"To" vs. "In order to" in the English grammar

To vs. In order to

'To' and 'in order to' are widely used, but you may confuse their interchangeability and their differences.

"To" vs. "In order to" in the English grammar

What Is Their Main Difference?

The main difference between 'to' and 'in order to' is that 'in order to' more formal than 'to.'

Expressing Purpose

'To' and 'in order to' are used to show and express the purpose of actions. Have a look:

We use this device to help elders.

We use this device in order to help elders.

Cause and Effect

We can use 'in order to' and 'to' to show the cause of something or the effects of an action or event. Have a look:

She studied hard to pass.

She studied hard in order to pass.

To make the sentence negative, we can add 'not' to 'in order to' or 'to.' In this case, we generally use 'in order to.' Have a look:

She studied hard not to fail.

She studied hard in order not to fail.

At the Beginning of the Sentence

We can use both 'in order to' and 'to' at the beginning of the sentence as well.
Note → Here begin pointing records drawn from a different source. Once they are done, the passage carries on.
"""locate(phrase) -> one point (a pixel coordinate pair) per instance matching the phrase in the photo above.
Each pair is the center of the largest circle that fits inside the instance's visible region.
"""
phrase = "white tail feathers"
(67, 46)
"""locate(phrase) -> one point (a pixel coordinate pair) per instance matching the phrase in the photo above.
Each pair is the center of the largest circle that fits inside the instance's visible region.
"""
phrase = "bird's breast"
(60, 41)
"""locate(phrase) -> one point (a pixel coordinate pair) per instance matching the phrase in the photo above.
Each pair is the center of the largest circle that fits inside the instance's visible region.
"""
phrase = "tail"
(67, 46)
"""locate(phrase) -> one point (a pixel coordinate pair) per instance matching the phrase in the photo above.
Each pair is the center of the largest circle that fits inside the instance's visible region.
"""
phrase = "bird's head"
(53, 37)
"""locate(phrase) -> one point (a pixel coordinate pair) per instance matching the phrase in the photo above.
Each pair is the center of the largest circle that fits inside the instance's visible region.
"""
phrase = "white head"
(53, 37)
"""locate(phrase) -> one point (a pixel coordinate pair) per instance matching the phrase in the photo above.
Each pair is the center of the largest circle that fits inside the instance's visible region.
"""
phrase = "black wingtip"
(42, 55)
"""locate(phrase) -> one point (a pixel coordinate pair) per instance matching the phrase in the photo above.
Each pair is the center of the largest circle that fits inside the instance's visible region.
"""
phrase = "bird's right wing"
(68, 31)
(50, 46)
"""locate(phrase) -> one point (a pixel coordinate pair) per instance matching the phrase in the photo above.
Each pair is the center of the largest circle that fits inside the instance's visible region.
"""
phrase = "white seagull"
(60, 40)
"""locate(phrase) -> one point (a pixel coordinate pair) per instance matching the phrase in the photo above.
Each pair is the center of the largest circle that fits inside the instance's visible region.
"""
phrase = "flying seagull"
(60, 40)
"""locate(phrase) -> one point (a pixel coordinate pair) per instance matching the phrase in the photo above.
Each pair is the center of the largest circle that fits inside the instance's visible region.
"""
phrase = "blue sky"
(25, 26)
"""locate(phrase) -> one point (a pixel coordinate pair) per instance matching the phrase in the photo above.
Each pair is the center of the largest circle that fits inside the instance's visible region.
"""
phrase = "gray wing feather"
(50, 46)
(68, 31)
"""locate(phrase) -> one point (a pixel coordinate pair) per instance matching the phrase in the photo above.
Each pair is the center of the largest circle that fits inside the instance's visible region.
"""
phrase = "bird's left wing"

For example:

In order to participate, you need an invitation.

To participate, you need an invitation.

Are They Interchangeable?

'To' can always replace 'in order to.' 'In order to' however, cannot always replace 'to.' This is because expressing purpose is not the only function of 'to.' 'To' can be used as a preposition of movement and direction to show movement from one place to another, as an identifier for 'relationships' and 'attachments.' You can replace 'to' with 'in order to' only when we are expressing purpose. Have a look:

Karen is married to John. → Karen is married in order to John.

Here, we cannot use 'in order to' instead of 'to' as 'to' is identifying a relationship.

He moved to another apartment. → He moved in order to another apartment

Here, we cannot use 'in order to' instead of 'to' because 'to' is showing movement from place to another.

He works full-time to earn money for his family. → He works full-time in order to earn money for his family.

Here, 'to' and 'in order to' are interchangeable because they both express purpose of the subject.

Tip!

As mentioned earlier, 'in order to' is more formal than 'to,' and its usage is avoided.